CADUSD fell on Friday to deepen losses for the fifth day in a row , the lowest level in two weeks, as the US currency continues to rise against a basket of major and secondary currencies, in addition to the drop in oil prices in the global market, Ahead of Canada’s monthly jobs data, which provides strong evidence of the pace of Canadian economic growth in the first quarter of this year.
By 11:45 GMT USDCAD is trading around the $ 1.3320 level from the opening price of $ 1.3304 after recording the highest of $ 1.3329 since Jan. 25 and the low of $ 1.3298.
On Thursday, the Canadian dollar lost 0.8% versus its US counterpart, its fourth consecutive daily loss, on the back of a broad US currency rally against most major and minor currencies.
The dollar index rose more than 0.1% on Friday, extending its sixth day in a row, reaching its highest level in five weeks at 96.46 points, reflecting the continued rise of the US currency against most currencies.
Oil prices fell more than 1 percent, continuing losses for the second day in a row, on concerns about the growth of global economies, and the Canadian economy depends heavily on oil exports.

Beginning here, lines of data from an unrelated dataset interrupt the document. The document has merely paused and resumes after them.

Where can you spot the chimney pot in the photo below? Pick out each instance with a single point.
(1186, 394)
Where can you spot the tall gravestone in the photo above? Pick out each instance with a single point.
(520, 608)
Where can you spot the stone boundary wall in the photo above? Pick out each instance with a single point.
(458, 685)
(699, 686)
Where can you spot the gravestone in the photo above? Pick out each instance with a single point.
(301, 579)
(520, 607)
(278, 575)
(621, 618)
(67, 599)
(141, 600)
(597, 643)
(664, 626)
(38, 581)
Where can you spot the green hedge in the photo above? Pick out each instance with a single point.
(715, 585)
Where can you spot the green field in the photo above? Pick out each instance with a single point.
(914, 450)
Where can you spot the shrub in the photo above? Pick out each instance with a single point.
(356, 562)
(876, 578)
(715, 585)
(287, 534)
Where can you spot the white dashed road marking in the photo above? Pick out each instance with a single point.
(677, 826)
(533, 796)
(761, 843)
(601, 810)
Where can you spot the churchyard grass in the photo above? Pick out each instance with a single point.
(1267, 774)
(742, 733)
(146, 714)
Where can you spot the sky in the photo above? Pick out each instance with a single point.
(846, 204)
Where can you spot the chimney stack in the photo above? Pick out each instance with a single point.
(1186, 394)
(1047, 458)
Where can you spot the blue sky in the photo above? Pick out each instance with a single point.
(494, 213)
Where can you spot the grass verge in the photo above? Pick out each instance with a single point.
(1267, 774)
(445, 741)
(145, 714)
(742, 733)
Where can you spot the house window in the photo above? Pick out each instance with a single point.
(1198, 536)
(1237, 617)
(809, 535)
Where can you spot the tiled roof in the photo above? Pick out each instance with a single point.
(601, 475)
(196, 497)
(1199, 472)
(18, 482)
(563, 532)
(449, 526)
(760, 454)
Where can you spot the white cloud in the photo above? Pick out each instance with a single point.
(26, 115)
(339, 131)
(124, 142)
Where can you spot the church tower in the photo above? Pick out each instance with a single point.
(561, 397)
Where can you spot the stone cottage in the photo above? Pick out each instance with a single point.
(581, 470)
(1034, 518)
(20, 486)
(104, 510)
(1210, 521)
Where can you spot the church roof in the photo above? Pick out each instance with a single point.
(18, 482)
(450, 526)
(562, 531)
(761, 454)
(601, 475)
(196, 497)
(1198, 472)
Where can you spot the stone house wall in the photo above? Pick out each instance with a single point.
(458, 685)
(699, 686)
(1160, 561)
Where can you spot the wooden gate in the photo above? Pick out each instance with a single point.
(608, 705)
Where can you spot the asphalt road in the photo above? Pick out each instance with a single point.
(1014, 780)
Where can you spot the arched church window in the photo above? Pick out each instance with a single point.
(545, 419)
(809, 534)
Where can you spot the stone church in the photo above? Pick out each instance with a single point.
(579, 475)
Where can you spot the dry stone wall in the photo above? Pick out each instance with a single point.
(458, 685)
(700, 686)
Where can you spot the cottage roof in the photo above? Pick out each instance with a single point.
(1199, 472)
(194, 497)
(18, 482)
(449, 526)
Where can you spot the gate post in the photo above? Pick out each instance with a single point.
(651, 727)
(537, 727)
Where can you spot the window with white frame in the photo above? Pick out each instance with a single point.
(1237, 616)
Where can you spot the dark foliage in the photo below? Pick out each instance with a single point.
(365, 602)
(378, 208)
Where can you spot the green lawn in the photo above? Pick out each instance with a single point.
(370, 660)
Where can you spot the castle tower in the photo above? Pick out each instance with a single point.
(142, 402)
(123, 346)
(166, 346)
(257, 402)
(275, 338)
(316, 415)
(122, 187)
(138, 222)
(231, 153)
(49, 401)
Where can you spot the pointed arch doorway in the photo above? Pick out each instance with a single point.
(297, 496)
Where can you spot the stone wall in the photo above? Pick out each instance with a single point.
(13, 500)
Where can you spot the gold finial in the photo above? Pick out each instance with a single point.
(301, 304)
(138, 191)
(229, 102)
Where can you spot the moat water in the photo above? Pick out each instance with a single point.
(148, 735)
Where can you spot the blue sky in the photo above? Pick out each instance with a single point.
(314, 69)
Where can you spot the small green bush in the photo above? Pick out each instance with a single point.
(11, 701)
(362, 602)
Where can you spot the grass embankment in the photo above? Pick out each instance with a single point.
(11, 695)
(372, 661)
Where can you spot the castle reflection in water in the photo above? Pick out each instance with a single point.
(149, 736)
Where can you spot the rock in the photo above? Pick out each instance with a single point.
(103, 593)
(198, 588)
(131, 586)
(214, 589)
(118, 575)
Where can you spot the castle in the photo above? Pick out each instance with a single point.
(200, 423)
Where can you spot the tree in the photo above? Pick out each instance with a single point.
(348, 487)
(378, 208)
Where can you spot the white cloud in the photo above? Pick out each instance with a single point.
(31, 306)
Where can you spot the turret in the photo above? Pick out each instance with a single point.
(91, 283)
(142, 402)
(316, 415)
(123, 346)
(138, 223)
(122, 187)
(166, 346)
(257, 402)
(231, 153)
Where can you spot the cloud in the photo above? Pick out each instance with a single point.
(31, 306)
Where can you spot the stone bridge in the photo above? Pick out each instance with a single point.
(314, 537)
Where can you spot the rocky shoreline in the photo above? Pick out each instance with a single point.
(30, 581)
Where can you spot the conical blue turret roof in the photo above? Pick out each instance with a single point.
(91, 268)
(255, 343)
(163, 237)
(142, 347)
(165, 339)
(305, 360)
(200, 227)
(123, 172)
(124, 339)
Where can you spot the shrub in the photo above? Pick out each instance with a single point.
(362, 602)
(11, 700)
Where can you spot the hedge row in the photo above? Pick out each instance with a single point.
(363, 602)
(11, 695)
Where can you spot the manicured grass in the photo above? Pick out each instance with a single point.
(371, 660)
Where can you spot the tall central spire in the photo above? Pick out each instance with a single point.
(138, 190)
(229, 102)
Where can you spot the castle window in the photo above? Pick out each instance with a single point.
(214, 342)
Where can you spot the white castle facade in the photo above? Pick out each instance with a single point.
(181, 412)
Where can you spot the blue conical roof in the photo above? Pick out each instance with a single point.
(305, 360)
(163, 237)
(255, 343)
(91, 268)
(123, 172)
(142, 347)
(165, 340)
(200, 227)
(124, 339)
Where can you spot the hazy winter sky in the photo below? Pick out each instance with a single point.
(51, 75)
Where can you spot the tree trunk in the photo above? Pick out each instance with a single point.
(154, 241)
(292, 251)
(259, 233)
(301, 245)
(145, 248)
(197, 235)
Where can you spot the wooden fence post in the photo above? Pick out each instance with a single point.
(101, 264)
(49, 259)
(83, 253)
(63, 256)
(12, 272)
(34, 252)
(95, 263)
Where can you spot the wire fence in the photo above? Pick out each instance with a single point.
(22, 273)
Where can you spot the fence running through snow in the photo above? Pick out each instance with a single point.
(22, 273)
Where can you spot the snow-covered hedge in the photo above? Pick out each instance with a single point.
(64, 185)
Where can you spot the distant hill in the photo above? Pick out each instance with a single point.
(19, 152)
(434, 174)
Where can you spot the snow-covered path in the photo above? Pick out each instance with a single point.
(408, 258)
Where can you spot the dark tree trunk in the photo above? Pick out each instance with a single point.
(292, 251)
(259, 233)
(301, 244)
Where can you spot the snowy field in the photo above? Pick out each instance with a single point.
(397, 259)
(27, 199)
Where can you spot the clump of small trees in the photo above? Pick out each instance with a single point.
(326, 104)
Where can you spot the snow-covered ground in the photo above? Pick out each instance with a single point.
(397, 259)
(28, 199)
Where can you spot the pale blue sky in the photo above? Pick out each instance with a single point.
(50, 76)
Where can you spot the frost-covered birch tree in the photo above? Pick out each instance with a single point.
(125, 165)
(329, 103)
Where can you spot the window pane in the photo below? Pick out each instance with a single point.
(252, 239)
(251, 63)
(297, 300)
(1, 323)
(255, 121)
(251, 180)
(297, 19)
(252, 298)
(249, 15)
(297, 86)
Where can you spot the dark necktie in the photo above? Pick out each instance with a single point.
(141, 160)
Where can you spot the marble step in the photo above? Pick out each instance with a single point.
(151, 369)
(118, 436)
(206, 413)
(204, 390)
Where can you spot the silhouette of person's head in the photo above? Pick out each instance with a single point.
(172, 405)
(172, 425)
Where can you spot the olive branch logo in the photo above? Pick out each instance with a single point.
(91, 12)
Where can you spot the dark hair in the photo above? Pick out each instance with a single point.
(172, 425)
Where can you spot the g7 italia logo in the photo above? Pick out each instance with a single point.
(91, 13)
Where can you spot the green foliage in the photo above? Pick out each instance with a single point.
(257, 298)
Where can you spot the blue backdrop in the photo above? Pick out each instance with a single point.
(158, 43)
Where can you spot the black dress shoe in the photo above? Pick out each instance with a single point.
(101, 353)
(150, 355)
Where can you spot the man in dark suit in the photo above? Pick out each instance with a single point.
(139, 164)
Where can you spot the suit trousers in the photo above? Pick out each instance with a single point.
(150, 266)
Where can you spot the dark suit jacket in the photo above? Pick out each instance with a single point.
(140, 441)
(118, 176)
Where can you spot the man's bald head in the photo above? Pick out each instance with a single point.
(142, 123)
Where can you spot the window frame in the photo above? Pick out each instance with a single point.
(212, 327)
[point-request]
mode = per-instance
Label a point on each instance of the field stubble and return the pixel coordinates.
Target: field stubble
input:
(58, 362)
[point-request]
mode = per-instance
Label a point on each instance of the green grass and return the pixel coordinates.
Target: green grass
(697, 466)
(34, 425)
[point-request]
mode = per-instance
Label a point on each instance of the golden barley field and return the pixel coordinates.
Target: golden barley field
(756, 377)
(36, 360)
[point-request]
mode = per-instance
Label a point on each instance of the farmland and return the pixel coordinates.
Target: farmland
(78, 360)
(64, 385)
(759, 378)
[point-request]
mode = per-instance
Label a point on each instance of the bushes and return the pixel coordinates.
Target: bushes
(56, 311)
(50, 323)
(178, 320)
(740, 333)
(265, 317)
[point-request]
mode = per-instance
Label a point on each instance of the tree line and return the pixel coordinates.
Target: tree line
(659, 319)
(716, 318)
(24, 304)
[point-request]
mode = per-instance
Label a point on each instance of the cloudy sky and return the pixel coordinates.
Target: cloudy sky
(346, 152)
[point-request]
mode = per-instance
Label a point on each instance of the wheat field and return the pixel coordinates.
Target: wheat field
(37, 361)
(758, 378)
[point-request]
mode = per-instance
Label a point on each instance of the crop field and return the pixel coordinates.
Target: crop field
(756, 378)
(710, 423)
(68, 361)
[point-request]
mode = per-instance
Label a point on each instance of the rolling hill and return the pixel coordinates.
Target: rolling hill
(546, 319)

The Central Bank of Canada (CBE) held steady interest rates at the January 9 meeting, unchanged at 1.75% in line with most expectations. The bank has already raised interest rates three times in 2018 by 25 basis points each time, Economic growth in the country.
The central bank said it needed to raise interest rates over time to reach a neutral target range for inflation. The pace of interest rate hikes will depend on how the economic outlook evolves, with emphasis on developments in oil markets, Canadian housing policy and global trade policy.
To re-evaluate the possibility of raising Canadian interest rates this year, investors will be looking forward to the release of important data on the labor market in Canada, especially the new jobs data for January, which provides strong evidence on the pace of growth of the Canadian economy during the first quarter Of this year.
The Canadian economy is expected to add 6.5 thousand new jobs in January compared to 9.3 thousand in December, with unemployment rising to 5.7% from 5.6% %.